La nota inoltre, si sofferma sul problema degli sprechi, precisando che al paziente cronico viene fornita una quantità di farmaci sufficiente a diversi mesi di trattamento: «Questa pratica può determinare sprechi, nel caso che nel frattempo il medico decida di cambiare terapia, e allunga spesso eccessivamente l’intervallo tra un contatto e l’altro tra il paziente e i professionisti della salute che l’hanno in carico, con tutte le conseguenze del caso. Sembra si ignori la frequenza con cui il paziente si rivolge al farmacista perché sono sorti dei dubbi sull’uso del farmaco, o perché è intervenuta qualche circostanza che lo preoccupa, dalla dose dimenticata a qualche effetto inaspettato. Dovrebbe chiamare l’Asl? Prendere l’auto e recarsi in ospedale?».
Altre imprecisioni: «Le farmacie comunali non dipendono dalle Asl, come detto nel servizio, ma dal Comune e nulla hanno a che fare con la distribuzione diretta. La spesa farmaceutica italiana, peraltro allineata a quella degli altri paesi europei, non cresce per chissà quale gestione irrazionale della distribuzione, ma per l’impatto delle malattie croniche e per l’arrivo dei medicinali innovativi».

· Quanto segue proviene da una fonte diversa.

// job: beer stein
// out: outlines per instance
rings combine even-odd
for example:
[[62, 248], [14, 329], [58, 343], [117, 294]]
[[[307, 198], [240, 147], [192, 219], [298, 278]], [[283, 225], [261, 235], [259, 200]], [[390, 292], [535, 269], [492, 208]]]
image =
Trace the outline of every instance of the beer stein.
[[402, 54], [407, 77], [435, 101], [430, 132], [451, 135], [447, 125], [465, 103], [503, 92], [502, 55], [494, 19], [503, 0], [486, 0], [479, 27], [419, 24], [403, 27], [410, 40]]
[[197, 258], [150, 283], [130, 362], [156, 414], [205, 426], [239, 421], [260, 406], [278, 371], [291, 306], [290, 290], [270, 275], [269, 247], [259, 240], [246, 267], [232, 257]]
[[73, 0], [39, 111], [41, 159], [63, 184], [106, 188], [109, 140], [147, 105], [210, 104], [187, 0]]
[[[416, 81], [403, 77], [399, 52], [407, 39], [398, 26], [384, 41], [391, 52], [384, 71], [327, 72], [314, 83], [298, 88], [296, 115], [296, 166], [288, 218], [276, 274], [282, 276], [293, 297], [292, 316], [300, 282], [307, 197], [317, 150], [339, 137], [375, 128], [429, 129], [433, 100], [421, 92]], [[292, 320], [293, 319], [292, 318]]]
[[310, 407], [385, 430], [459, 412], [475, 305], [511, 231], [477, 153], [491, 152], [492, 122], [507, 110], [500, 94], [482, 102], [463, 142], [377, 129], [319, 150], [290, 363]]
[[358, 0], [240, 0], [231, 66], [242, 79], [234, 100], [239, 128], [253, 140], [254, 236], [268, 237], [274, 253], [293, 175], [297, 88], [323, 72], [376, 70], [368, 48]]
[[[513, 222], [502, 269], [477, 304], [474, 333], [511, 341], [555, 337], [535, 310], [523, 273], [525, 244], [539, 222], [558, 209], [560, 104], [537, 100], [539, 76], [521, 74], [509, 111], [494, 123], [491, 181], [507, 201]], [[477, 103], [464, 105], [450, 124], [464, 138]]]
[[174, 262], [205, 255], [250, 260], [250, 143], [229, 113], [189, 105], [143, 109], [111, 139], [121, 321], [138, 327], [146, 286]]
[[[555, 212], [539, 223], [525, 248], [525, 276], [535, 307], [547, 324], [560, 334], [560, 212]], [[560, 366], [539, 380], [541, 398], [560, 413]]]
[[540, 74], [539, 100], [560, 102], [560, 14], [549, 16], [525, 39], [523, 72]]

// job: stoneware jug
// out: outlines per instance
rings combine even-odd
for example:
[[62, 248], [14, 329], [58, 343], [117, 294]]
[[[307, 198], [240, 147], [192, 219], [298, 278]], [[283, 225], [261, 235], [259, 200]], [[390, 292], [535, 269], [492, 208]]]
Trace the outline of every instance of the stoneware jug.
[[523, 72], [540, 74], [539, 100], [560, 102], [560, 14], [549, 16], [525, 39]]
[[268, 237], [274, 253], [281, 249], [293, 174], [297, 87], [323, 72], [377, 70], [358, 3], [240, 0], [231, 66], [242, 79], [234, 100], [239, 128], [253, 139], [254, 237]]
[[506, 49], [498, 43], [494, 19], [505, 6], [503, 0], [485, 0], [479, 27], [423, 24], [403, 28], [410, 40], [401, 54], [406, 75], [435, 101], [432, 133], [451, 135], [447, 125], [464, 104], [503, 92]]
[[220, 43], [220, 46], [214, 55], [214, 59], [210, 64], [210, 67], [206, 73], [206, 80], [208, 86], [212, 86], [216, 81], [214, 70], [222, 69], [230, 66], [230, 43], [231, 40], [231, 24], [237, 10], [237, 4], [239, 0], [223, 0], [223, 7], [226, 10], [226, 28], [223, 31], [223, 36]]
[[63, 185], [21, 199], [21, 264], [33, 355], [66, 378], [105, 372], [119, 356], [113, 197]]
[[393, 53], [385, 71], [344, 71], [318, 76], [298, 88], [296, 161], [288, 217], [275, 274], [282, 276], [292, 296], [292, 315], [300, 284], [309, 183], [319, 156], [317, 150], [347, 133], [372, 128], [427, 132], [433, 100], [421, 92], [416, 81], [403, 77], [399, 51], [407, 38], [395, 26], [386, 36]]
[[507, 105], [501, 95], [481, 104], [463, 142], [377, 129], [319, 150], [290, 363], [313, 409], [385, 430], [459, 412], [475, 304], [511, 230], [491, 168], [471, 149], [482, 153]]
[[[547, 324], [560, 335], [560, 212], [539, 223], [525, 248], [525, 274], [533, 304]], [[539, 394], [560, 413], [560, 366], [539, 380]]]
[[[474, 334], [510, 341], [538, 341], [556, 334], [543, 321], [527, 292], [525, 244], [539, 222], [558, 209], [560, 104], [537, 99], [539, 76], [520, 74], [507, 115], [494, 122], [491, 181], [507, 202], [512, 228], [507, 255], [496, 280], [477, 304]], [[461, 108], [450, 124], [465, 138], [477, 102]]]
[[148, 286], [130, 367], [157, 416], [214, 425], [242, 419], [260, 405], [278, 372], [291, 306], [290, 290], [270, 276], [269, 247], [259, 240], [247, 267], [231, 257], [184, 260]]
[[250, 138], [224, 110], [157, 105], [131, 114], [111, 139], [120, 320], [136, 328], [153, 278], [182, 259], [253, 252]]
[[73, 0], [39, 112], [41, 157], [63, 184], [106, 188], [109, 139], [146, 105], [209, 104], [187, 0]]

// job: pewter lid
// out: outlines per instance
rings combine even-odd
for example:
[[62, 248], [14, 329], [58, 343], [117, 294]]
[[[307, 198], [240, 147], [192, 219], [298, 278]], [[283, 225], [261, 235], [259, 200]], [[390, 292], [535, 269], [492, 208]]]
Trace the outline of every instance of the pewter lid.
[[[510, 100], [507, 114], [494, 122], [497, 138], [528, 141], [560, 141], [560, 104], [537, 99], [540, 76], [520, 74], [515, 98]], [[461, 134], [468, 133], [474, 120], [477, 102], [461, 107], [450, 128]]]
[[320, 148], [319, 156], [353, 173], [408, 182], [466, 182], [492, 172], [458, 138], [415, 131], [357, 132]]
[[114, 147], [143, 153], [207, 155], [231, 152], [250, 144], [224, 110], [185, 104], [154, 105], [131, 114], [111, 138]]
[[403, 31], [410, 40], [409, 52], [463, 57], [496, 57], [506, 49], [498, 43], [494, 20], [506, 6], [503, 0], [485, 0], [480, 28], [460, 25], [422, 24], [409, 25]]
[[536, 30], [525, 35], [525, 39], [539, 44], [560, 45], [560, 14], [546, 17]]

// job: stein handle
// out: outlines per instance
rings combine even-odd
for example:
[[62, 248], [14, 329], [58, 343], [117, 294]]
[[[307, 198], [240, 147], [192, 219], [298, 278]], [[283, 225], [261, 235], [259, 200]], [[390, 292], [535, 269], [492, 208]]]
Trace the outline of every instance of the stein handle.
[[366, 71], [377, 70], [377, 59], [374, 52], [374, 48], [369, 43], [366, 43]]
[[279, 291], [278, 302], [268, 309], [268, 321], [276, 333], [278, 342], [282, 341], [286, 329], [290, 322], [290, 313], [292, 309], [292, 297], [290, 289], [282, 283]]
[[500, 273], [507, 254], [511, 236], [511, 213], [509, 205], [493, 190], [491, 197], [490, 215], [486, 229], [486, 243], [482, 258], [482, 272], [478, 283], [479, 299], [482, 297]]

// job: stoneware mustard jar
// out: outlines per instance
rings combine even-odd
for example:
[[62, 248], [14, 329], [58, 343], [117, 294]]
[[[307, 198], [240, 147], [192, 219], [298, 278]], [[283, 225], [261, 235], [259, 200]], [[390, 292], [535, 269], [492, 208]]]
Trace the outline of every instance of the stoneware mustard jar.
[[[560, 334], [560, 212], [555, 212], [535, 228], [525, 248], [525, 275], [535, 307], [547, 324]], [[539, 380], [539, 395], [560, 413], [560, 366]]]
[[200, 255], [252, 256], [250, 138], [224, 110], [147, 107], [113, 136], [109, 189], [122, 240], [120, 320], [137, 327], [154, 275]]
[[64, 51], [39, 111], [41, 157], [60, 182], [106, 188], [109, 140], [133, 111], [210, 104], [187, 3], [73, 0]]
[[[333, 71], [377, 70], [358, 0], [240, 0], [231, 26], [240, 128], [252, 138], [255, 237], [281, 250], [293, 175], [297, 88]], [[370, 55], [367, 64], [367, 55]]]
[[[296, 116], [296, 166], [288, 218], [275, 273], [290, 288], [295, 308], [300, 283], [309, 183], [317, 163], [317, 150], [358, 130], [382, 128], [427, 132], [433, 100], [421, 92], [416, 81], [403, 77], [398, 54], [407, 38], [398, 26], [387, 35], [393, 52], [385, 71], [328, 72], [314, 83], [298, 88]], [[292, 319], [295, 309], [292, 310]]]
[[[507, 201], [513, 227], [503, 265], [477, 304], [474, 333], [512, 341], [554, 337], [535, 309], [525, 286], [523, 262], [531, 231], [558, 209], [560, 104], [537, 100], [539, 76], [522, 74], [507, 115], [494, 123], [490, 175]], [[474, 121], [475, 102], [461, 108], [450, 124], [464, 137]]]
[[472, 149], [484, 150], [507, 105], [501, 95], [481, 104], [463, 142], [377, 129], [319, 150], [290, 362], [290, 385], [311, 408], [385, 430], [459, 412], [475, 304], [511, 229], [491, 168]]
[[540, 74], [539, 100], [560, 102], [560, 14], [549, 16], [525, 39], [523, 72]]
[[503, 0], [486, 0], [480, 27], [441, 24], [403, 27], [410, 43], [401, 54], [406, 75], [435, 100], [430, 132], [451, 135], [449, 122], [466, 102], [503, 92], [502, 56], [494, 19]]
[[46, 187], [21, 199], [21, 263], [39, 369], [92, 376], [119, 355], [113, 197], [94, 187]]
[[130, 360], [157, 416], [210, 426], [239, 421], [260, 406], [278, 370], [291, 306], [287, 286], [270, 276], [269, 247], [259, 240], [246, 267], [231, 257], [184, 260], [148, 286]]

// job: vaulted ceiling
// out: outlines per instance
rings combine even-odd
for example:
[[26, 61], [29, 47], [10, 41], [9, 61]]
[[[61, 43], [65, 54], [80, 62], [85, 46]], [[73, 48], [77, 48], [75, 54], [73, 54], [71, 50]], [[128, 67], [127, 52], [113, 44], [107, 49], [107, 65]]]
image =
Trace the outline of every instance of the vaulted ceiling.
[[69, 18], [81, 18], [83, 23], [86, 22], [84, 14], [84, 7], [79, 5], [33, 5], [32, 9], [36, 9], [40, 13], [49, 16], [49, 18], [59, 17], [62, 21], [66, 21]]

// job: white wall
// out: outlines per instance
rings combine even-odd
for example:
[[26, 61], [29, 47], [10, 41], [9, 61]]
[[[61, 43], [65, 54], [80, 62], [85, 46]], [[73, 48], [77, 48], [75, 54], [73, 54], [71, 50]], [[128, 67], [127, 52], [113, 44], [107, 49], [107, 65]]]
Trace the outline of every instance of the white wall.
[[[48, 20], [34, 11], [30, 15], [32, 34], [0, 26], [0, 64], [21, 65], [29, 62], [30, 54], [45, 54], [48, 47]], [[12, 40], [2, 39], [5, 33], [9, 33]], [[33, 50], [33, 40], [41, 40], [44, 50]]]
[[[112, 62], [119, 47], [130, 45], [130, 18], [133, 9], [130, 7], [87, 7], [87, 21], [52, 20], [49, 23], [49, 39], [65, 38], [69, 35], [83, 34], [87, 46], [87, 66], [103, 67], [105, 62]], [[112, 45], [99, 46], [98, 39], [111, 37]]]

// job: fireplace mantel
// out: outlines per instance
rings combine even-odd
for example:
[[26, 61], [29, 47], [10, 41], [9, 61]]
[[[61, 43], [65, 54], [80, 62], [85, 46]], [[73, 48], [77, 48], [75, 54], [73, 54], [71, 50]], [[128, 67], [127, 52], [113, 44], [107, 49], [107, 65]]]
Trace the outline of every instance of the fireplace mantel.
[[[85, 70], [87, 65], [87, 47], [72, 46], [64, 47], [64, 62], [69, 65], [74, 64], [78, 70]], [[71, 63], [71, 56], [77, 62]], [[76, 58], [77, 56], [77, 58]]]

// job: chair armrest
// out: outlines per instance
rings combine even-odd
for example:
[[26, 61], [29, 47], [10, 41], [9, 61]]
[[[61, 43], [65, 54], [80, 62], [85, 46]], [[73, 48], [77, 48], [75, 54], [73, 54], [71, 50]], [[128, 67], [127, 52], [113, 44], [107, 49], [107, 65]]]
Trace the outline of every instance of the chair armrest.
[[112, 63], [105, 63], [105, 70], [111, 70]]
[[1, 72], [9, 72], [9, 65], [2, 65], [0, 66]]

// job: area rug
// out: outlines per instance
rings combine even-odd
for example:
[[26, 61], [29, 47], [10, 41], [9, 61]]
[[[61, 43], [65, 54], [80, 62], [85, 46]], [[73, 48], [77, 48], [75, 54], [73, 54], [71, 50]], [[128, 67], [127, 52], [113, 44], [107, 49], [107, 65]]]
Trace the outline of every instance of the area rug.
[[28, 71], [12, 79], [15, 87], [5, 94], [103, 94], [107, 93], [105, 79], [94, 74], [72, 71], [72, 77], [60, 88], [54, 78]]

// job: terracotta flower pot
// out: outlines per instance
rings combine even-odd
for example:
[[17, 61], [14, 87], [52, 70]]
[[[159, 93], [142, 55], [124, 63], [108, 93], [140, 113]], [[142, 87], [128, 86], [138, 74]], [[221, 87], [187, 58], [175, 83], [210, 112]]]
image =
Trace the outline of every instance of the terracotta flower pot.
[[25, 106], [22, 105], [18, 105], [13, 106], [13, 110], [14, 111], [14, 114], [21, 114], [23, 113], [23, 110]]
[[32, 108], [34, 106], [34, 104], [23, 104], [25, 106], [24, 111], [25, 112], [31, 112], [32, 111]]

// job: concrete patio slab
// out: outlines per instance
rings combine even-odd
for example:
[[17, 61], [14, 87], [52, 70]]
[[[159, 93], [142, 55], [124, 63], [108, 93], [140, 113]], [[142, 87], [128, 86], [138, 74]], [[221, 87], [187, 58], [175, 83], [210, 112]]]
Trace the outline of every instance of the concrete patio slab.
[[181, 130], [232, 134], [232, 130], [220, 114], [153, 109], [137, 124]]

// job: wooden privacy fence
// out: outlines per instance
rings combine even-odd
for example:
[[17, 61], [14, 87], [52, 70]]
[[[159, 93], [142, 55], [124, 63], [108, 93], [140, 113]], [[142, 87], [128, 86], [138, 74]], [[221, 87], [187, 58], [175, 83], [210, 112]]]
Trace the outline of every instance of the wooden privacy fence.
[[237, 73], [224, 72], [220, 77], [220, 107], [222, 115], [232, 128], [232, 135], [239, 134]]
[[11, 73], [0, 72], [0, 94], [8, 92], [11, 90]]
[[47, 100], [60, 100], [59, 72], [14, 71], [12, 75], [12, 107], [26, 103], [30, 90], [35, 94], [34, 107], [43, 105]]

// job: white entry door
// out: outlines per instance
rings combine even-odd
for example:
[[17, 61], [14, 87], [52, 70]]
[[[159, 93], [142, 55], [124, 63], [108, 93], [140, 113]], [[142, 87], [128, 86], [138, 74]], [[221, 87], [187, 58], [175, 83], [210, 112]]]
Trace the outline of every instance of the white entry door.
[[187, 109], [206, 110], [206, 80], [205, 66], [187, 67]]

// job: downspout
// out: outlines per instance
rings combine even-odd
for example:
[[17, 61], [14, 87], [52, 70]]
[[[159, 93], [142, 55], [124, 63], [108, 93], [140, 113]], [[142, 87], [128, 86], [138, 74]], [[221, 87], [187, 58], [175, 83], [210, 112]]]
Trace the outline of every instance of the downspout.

Infine, conclude la nota, l’uso esclusivo della diretta «comporterebbe la disgregazione dell’attuale rete delle farmacie di comunità. Una rete di presidi sanitari, ai quali si può accedere in qualsiasi momento, sicuri di trovare un professionista della salute preparato e competente al servizio del cittadino. A proposito di spese e risparmi, il Paese può permettersi questa desertificazione del territorio?».
Spesa farmaceutica e accesso al farmaco, concludono le sigle, sono temi che «non ammettono semplificazioni, particolarmente utili per fare un titolo a effetto ma inutili a migliorare l’assistenza ai cittadini e i conti dello Stato».